Poland has dismantled an alleged migrant trafficking network at the Polish-Belarusian border which was suspected of providing millions of dollars in funding to armed groups such as Hezbollah, prosecutors said on Tuesday.
Thirty-six Polish, Ukrainian, Iraqi and Belarusian members of the alleged network have so far been charged, they added.
“The process consisted of organising the illegal migration of Iraqis, Syrians and Palestinians via the Polish-Belarusian border towards the German border,” prosecutors said.
Prosecutors identified two alleged leaders of the network—Syrian Ahmad R. who resides in Germany, and Mohammed A., known as Abu Josef—as part of a joint investigation.
Ahmad R., known as Abu Noh, was arrested on April 23, according to Polish prosecutors.
The probe was led by the EU’s criminal justice agency Eurojust, with German and Dutch police support.
The two leaders are also alleged to have been involved in smuggling Yemeni, Syrian and Iranian migrants via the Balkans.
Investigators are examining crypto-currency flows through accounts controlled by the group leaders, totalling $581 million.
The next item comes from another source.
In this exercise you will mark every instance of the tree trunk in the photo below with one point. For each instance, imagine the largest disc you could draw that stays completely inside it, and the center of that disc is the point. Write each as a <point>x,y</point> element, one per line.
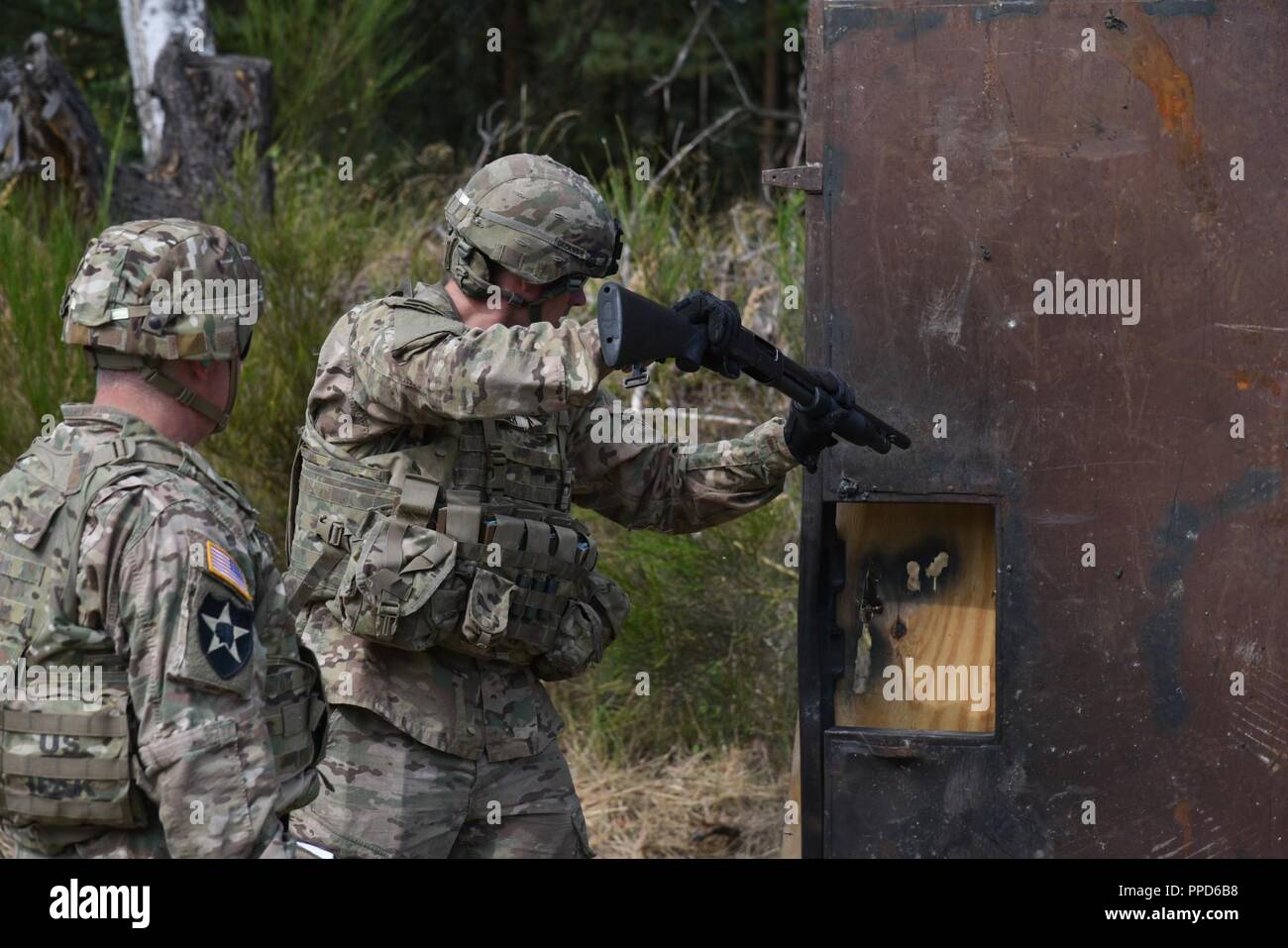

They found transfers worth at least $30 million to accounts linked to Lebanon’s Hezbollah and Palestinian jihadist groups, and more than $13 million to a site subject to US sanctions, according to Polish prosecutors.
In January, the Polish border guard revealed that it had detected over twice as many migrants on the Belarus-Poland border in the first eight-and-a-half months of 2023 as in the same period of 2022. Most had come from the Middle East.
EU member states have accused Belarus, along with Russia, of weaponising migration by flying migrants into Belarus and helping them cross the EU’s borders. Poland, Latvia, and Lithuania have all erected fences at their borders with Belarus to prevent the crossings.